Мудроу присел на край кровати и начал зачем-то гладить повязку на руке Пако.
— И как ты думаешь, кто бы это мог быть?
Пако заговорил быстро, хотя и с трудом подбирая слова:
— Думаю, это Джозеф Иммоева, африканец. Он наш единственный конкурент. И ребята у него крепкие.
Мудроу сжал пальцы Пако так, что тот чуть не закричал от боли, но вместо крика раздалось какое-то бульканье и сопенье. Сержант, напротив, приободрился, пересел на стул и стал смотреть, как мечется в постели его подопечный. Все это время Пако жил на обезболивающих, и он не был готов к огню, внезапно охватившему его плечо. Хуже всего было то, что он не видел сержанта и даже не знал, где тот находится в данный момент.
Мудроу откашлялся.
— Ты, наверное, уже понимаешь, что тебе все равно придется мне все рассказать. Конечно, тебе хотелось бы отомстить самому. Но… так получается, что я буду задавать вопросы, — а ты будешь отвечать. Я должен выяснить, кто именно бросил гранату. Ты догадываешься, что посторонний не мог проникнуть в дом? Это исключается.
— Конечно, — поспешил согласиться Пако. — Ты абсолютно прав. Но откуда мне знать, кто это был? — Мудроу, не прерывая Пако, снял с ноги ботинок и поднял его над головой. — Это мог быть любой из охранников. Откуда мне…
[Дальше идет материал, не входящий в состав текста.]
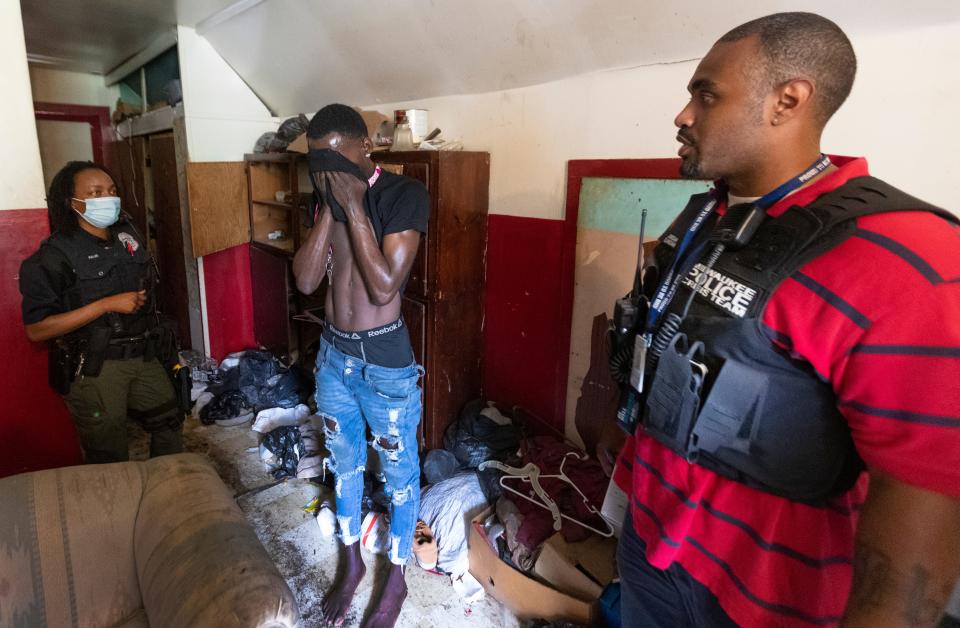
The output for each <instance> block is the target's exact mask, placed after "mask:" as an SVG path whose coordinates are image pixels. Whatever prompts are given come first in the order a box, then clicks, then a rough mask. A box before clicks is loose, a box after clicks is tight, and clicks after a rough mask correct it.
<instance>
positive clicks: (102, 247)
mask: <svg viewBox="0 0 960 628" xmlns="http://www.w3.org/2000/svg"><path fill="white" fill-rule="evenodd" d="M109 232H110V238H109V239H108V240H101V239H100V238H98V237H96V236H94V235H92V234H90V233H87V232H86V231H84V230H83V229H77V230H76V231H74V232H72V233H68V234H63V233H54V234H52V235H51V236H50V237H49V238H48V239H47V240H45V241H44V242H43V243H42V244H41V245H40V248H39V249H38V250H37V252H36V253H34V254H33V255H31V256H30V257H28V258H27V259H26V260H24V262H23V263H22V264H21V265H20V294H22V295H23V304H22V314H23V322H24V324H25V325H30V324H33V323H38V322H40V321H42V320H43V319H45V318H47V317H48V316H53V315H55V314H63V313H64V312H69V311H72V310H75V309H77V308H79V307H82V306H84V305H87V304H89V303H93V302H94V301H97V300H99V299H102V298H103V297H108V296H112V295H115V294H120V293H121V292H132V291H137V290H141V289H143V288H146V287H148V286H146V281H147V278H148V275H149V273H148V269H149V266H150V254H149V252H148V251H147V249H146V246H145V245H144V244H143V242H142V241H141V240H140V238H139V237H137V234H136V232H135V231H134V229H133V228H132V227H131V226H130V225H129V224H128V223H126V222H121V223H118V224H116V225H113V226H112V227H110V229H109ZM149 305H150V304H149V303H148V304H146V305H145V306H144V307H143V308H142V309H141V310H140V312H137V313H136V314H119V315H117V316H119V320H120V323H121V324H122V325H123V330H124V334H129V335H136V334H140V333H143V332H144V331H146V330H147V328H148V326H149V318H150V316H151V314H152V307H149ZM104 319H105V317H101V318H100V319H97V320H96V321H94V322H92V323H90V324H91V325H98V324H110V322H109V321H106V320H104Z"/></svg>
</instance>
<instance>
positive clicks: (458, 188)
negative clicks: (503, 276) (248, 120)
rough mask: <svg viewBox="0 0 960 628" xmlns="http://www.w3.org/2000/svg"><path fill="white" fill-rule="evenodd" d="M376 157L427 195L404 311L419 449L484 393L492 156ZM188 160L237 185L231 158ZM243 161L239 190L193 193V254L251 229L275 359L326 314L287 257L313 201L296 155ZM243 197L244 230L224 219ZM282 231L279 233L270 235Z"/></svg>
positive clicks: (303, 343) (294, 355)
mask: <svg viewBox="0 0 960 628" xmlns="http://www.w3.org/2000/svg"><path fill="white" fill-rule="evenodd" d="M373 159H374V160H375V161H376V162H378V163H379V164H380V165H381V166H382V167H383V168H384V169H385V170H389V171H391V172H395V173H397V174H403V175H406V176H409V177H413V178H415V179H419V180H420V181H422V182H423V183H424V184H425V185H426V186H427V189H428V190H429V192H430V199H431V200H430V220H429V224H428V228H427V231H428V232H427V234H426V236H425V237H424V238H423V240H422V241H421V245H420V249H419V251H418V253H417V258H416V261H415V262H414V265H413V268H412V270H411V272H410V277H409V279H408V282H407V286H406V290H405V293H404V298H403V302H402V313H403V317H404V319H405V321H406V323H407V327H408V329H409V332H410V337H411V341H412V343H413V350H414V354H415V356H416V358H417V361H418V362H419V363H420V364H422V365H423V366H424V368H425V369H426V374H425V376H424V380H423V391H424V400H423V401H424V403H423V405H424V411H423V422H422V425H421V427H422V429H421V435H420V445H421V448H424V449H434V448H437V447H440V446H442V440H443V431H444V429H445V428H446V426H447V425H448V424H449V423H450V422H451V421H452V420H453V419H454V418H455V417H456V416H457V415H458V414H459V412H460V410H461V408H462V407H463V406H464V404H466V402H468V401H470V400H471V399H474V398H477V397H479V396H480V394H481V381H480V379H481V351H482V333H483V297H484V277H485V260H486V246H487V203H488V195H489V179H490V156H489V154H487V153H478V152H428V151H422V152H420V151H411V152H378V153H374V155H373ZM191 166H193V172H192V173H191V172H189V171H188V175H189V174H193V175H195V176H200V175H201V174H202V175H205V176H216V175H219V176H220V177H221V179H220V181H222V182H223V185H222V186H219V187H223V188H225V189H223V190H222V192H223V193H224V194H227V193H228V190H227V189H226V188H228V187H230V186H229V185H228V183H227V182H228V181H229V182H230V185H235V183H234V182H235V179H236V175H237V173H236V169H235V168H232V169H231V168H228V167H227V164H209V165H202V164H201V165H199V166H200V167H198V166H196V165H194V164H191ZM243 167H244V173H245V175H246V181H244V182H243V183H245V185H244V186H243V190H242V192H238V191H237V190H236V189H234V188H232V187H230V189H229V194H232V196H230V197H229V199H228V200H227V201H225V200H224V199H223V198H222V197H220V196H218V195H216V194H214V193H207V194H205V195H195V194H194V193H193V191H191V210H192V211H193V212H194V215H195V216H197V215H198V214H202V215H203V218H204V220H203V224H205V225H207V226H208V227H209V228H208V229H204V230H197V229H195V230H194V251H195V253H196V252H198V251H200V252H209V251H211V250H217V249H216V248H215V245H214V240H215V239H217V238H218V237H219V240H220V242H218V243H219V244H221V245H222V244H223V242H224V241H228V242H229V243H230V244H231V245H232V244H237V243H239V242H234V240H236V239H237V238H238V237H239V236H240V235H241V232H244V233H245V234H246V235H247V240H249V241H250V242H251V247H250V249H251V250H250V260H251V277H252V284H253V285H252V288H253V303H254V306H253V307H254V312H253V323H254V335H255V337H256V340H257V342H258V344H261V345H263V346H265V347H267V348H268V349H270V350H271V351H273V352H274V353H276V354H277V355H285V354H286V355H288V356H289V357H290V358H291V359H296V358H297V357H298V356H302V355H304V351H305V349H306V348H307V346H308V345H309V344H310V343H311V342H315V341H316V339H317V337H318V336H319V332H320V326H319V325H317V324H316V320H317V317H318V316H319V317H322V307H321V305H322V298H323V288H321V290H318V293H317V294H315V295H311V296H305V295H301V294H299V293H298V292H297V291H296V289H295V288H294V284H293V280H292V274H291V270H290V266H291V264H290V262H291V259H292V256H293V253H294V252H295V251H296V248H297V247H298V246H299V245H300V243H301V242H302V241H303V240H305V239H306V236H307V230H306V229H305V228H303V227H302V226H301V222H300V220H301V211H302V210H301V208H300V206H301V204H302V203H303V202H309V199H310V194H309V192H310V188H309V180H308V179H305V176H304V174H305V173H304V159H303V156H302V155H296V154H280V155H248V156H247V157H246V159H245V162H244V164H243ZM304 181H306V183H305V184H304ZM217 187H218V186H213V188H214V189H216V188H217ZM304 191H305V192H307V193H304ZM277 192H289V193H290V195H292V196H293V198H294V199H296V202H286V199H284V200H282V201H280V200H277V198H276V193H277ZM194 197H196V198H194ZM241 200H242V201H243V203H244V206H245V207H247V208H248V210H249V212H248V216H249V222H247V221H246V220H244V221H243V222H245V223H247V224H246V225H244V226H243V227H242V228H241V227H240V226H234V222H236V217H235V216H234V217H233V218H229V219H228V217H227V216H226V208H227V207H230V206H233V207H236V205H237V204H238V203H239V202H241ZM218 223H220V224H223V225H224V227H223V228H226V229H227V230H228V231H229V234H230V237H229V238H224V237H223V235H224V234H223V233H220V232H218V229H217V228H216V225H217V224H218ZM198 231H199V233H198ZM278 231H281V232H283V236H284V237H281V238H277V239H271V238H269V237H268V235H269V234H270V233H274V234H276V233H277V232H278ZM207 237H209V239H210V242H207V241H206V240H205V239H204V238H207ZM245 241H246V240H245ZM221 248H222V247H221ZM201 254H202V253H201ZM324 286H325V284H324ZM305 312H310V313H311V314H312V315H310V314H306V315H305ZM307 366H308V367H309V365H307Z"/></svg>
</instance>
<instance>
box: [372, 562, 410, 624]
mask: <svg viewBox="0 0 960 628" xmlns="http://www.w3.org/2000/svg"><path fill="white" fill-rule="evenodd" d="M405 599H407V581H406V579H405V578H404V577H403V567H402V566H400V565H390V571H389V572H387V582H386V584H385V585H383V591H381V592H380V600H379V601H378V602H377V608H376V609H375V610H374V611H373V613H372V614H371V615H370V617H369V619H367V621H366V622H365V623H364V624H363V626H364V628H393V625H394V624H395V623H397V616H398V615H400V607H401V606H403V601H404V600H405Z"/></svg>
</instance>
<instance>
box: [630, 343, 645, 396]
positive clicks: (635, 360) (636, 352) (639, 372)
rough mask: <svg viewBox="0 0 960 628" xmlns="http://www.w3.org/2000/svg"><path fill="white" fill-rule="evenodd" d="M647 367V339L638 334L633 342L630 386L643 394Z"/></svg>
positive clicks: (633, 388)
mask: <svg viewBox="0 0 960 628" xmlns="http://www.w3.org/2000/svg"><path fill="white" fill-rule="evenodd" d="M646 365H647V339H646V338H644V336H643V334H637V337H636V338H635V339H634V341H633V366H631V367H630V385H631V386H633V389H634V390H636V391H637V392H638V393H642V392H643V371H644V369H645V368H646Z"/></svg>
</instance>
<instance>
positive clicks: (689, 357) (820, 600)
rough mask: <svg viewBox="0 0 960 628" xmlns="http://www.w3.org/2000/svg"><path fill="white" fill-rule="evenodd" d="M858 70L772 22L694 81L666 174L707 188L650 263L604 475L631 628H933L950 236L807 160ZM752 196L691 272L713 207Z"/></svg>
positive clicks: (959, 421) (957, 506)
mask: <svg viewBox="0 0 960 628" xmlns="http://www.w3.org/2000/svg"><path fill="white" fill-rule="evenodd" d="M855 67H856V60H855V57H854V53H853V49H852V47H851V46H850V42H849V40H848V39H847V38H846V36H845V35H844V34H843V32H842V31H841V30H840V29H839V28H838V27H837V26H836V25H835V24H833V23H832V22H830V21H829V20H826V19H824V18H822V17H820V16H816V15H812V14H809V13H786V14H777V15H771V16H768V17H765V18H760V19H758V20H754V21H752V22H748V23H747V24H744V25H742V26H740V27H738V28H736V29H734V30H733V31H731V32H730V33H728V34H727V35H725V36H724V37H723V38H721V39H720V40H719V41H718V42H717V43H716V44H715V45H714V46H713V48H711V50H710V51H709V53H708V54H707V56H706V57H704V59H703V60H702V62H701V63H700V64H699V66H698V67H697V69H696V71H695V73H694V76H693V78H692V79H691V81H690V84H689V88H688V89H689V91H690V95H691V98H690V101H689V103H688V104H687V105H686V107H684V109H683V110H682V111H681V112H680V114H679V115H678V116H677V119H676V121H675V122H676V124H677V126H678V127H679V129H680V131H679V134H678V139H679V140H680V141H681V143H682V144H683V146H682V147H681V149H680V156H681V157H682V160H683V165H682V169H681V172H682V173H683V174H684V175H686V176H695V177H698V178H712V179H716V180H717V181H718V185H717V189H716V190H715V191H714V192H713V193H712V195H709V196H706V195H705V197H704V198H703V199H699V200H697V199H696V197H695V200H697V202H696V203H695V202H693V201H692V202H691V205H690V206H688V209H690V210H692V213H691V212H690V211H687V210H685V211H684V213H683V214H681V215H680V217H678V219H677V222H675V223H674V226H672V227H671V229H670V230H668V231H667V233H665V234H664V236H662V237H661V240H660V243H659V244H658V247H657V252H656V254H655V256H654V257H655V261H654V265H657V266H658V276H659V278H660V279H661V281H660V282H659V283H658V284H657V286H654V287H655V288H657V289H659V286H663V285H664V281H663V280H664V279H665V278H666V279H667V281H669V272H668V271H669V270H670V269H672V268H675V269H676V270H677V273H676V277H677V288H676V290H675V292H674V293H673V295H672V298H670V299H664V301H665V303H661V306H662V309H663V316H660V317H659V318H658V317H657V316H656V313H653V314H651V320H652V321H654V322H653V324H652V325H650V326H648V329H647V331H648V334H649V335H648V341H650V342H651V345H650V346H651V351H653V350H654V349H655V348H656V349H657V352H659V351H661V350H662V355H661V354H660V353H658V357H657V359H656V360H658V361H648V369H647V370H648V373H647V379H646V382H647V385H646V386H645V388H646V389H647V390H646V392H645V394H646V395H647V397H646V410H645V416H644V423H643V426H642V427H640V428H638V429H637V430H636V432H635V433H634V434H633V435H632V436H630V437H629V438H628V439H627V442H626V444H625V446H624V447H623V449H622V451H621V453H620V456H619V458H618V463H617V467H616V472H615V474H614V480H615V481H616V482H617V484H618V485H620V486H621V487H622V488H623V489H624V490H625V491H626V492H627V494H628V495H629V498H630V508H629V510H628V514H627V517H626V521H625V522H624V529H623V533H622V535H621V543H620V550H619V556H618V562H619V565H620V571H621V579H622V593H621V595H622V597H621V614H622V616H623V621H624V625H628V626H681V625H684V626H686V625H691V626H692V625H697V626H699V625H733V624H739V625H746V626H829V625H838V624H839V625H843V626H880V625H884V626H887V625H903V626H921V625H929V626H933V625H935V624H936V623H937V621H938V619H939V617H940V615H941V613H942V609H943V607H944V605H945V603H946V601H947V599H948V598H949V596H950V592H951V590H952V588H953V585H954V583H955V582H956V581H957V578H958V576H960V501H958V499H960V256H958V253H957V252H958V251H960V228H958V226H957V224H956V221H955V219H953V218H952V217H951V216H950V215H949V214H947V213H946V212H942V211H941V210H936V209H935V208H932V207H930V206H927V205H926V204H924V203H922V202H921V201H919V200H916V199H912V198H911V197H907V196H906V195H904V194H902V193H900V192H899V191H897V190H894V189H893V188H891V187H889V186H886V184H883V183H882V182H880V181H877V180H876V179H872V178H868V177H867V175H868V172H867V163H866V161H865V160H864V159H849V158H840V157H832V158H826V157H824V156H823V155H821V150H820V137H821V133H822V130H823V127H824V125H825V124H826V122H827V120H828V119H829V118H830V117H831V116H832V114H833V113H834V112H835V111H836V110H837V108H838V107H839V106H840V105H841V104H842V102H843V101H844V100H845V99H846V96H847V94H848V93H849V91H850V88H851V86H852V84H853V77H854V74H855ZM811 162H813V163H814V164H815V166H814V168H811V167H810V163H811ZM798 175H801V176H798ZM791 181H796V183H795V184H793V186H792V187H793V189H792V190H790V191H789V193H788V194H787V195H786V196H782V197H780V198H773V197H775V196H776V194H774V191H775V190H777V189H779V188H780V187H781V184H784V182H791ZM771 195H772V196H771ZM771 199H772V200H771ZM705 202H713V203H714V204H713V205H712V206H711V208H710V209H711V210H712V214H713V215H712V216H711V217H710V219H708V220H706V221H704V226H703V228H702V229H700V231H699V232H696V231H695V230H694V229H693V227H692V226H691V225H692V216H693V214H696V213H697V212H699V211H700V210H701V206H703V205H704V203H705ZM741 203H748V204H749V205H746V206H744V205H740V204H741ZM764 205H766V206H764ZM757 206H760V207H761V208H762V209H765V210H766V214H765V217H764V218H763V223H762V224H761V226H760V227H759V228H758V230H757V231H756V233H755V235H754V236H753V238H752V239H751V240H750V241H749V243H748V244H746V245H744V244H743V243H742V242H739V243H735V242H734V241H730V242H729V245H728V249H727V250H726V251H724V250H723V249H721V252H720V254H719V257H718V258H717V260H716V263H715V264H711V262H709V261H707V257H708V255H707V253H706V251H709V250H710V247H716V242H718V241H720V240H721V239H722V238H720V237H715V236H716V234H717V233H718V230H720V229H722V227H723V226H724V222H723V218H720V219H719V220H718V219H716V218H715V217H716V216H717V215H721V216H724V217H726V216H733V215H734V214H735V213H736V212H738V211H741V210H740V209H738V208H740V207H747V208H748V209H749V208H752V207H757ZM728 210H729V211H728ZM708 213H709V212H708ZM845 216H846V217H847V218H849V217H851V216H852V218H849V219H847V218H845ZM711 220H712V221H713V222H711ZM688 228H689V230H690V233H691V239H690V243H689V244H690V246H689V247H684V235H685V234H686V232H687V230H688ZM798 234H804V235H805V237H806V236H809V237H808V238H807V239H806V240H805V243H802V242H801V241H800V240H803V238H800V237H799V235H798ZM731 237H732V236H731ZM737 237H739V236H737ZM698 242H700V243H701V245H702V246H701V248H700V249H697V243H698ZM734 244H737V246H739V247H740V250H737V251H732V250H730V249H732V248H735V247H734ZM684 248H685V250H681V249H684ZM698 250H699V251H700V253H696V251H698ZM780 271H782V272H781V274H779V275H778V272H780ZM650 277H651V273H649V272H648V273H647V275H646V276H645V280H647V279H649V278H650ZM645 288H647V286H645ZM669 293H670V291H669V290H664V294H669ZM650 294H651V296H653V295H655V294H659V293H657V292H651V293H650ZM691 295H693V296H691ZM684 306H686V309H685V308H684ZM656 307H657V301H656V299H655V300H654V302H653V309H656ZM671 314H672V315H673V317H672V318H671ZM671 320H672V321H673V323H676V324H675V325H673V327H675V328H676V329H673V328H672V327H671V324H672V323H667V321H671ZM664 328H667V329H666V330H665V331H664ZM665 334H666V335H665ZM660 339H663V340H665V341H670V342H669V343H667V342H664V343H660V347H659V348H657V345H658V340H660ZM698 342H699V343H702V345H700V344H698ZM664 347H665V348H664ZM651 370H652V374H651V372H650V371H651ZM678 378H679V379H678ZM691 394H692V397H691V396H690V395H691ZM664 400H666V401H664ZM690 400H692V402H691V401H690ZM673 401H675V402H676V403H673ZM688 402H689V403H688ZM687 406H691V407H692V408H693V409H692V410H689V411H688V410H683V409H682V408H685V407H687ZM731 425H732V426H734V429H733V430H732V431H731V430H730V429H729V428H730V426H731ZM725 430H726V431H725ZM711 443H713V444H711ZM718 443H719V444H718Z"/></svg>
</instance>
На этот раз Пако заорал по-настоящему. Он кричал долго, пока не рухнул на подушку, уже погружаясь в темноту. Краешком сознания он понимал, что никто не прибежит на его крик, что в этой палате он был один на один с сержантом Стенли Мудроу, который сидел рядом и тихонько посмеивался.
— Послушай, Пако, — зашептал сержант. — Думаешь, мне нравится это все? Я знаю, что говорят обо мне ваши. Но я все же не такой, правда, и я тебе это докажу. Согласись, что, если я еще пару раз проверю как следует твою руку на прочность, ты выложишь мне все. Но я предлагаю тебе другое, услуга за услугу. Сдай его мне. Отсюда тебе все равно его не достать. А когда я его поймаю, в долгу не останусь. Это я тебе обещаю. Можешь не сомневаться, я постараюсь повесить на него половину того, что висит сейчас на тебе. И хватит морочить мне голову. Еще раз соврешь, и клянусь, я выдерну тебе руку с потрохами. Мне нужно, чтобы ты назвал имя.
— Энрике Энтадос. — Неожиданно для себя Пако заплакал.
— Откуда ты знаешь? — Мудроу наклонился к нему.
— Он исчез. Его давно уже не видели.
— Может, просто уехал на пару дней проветриться?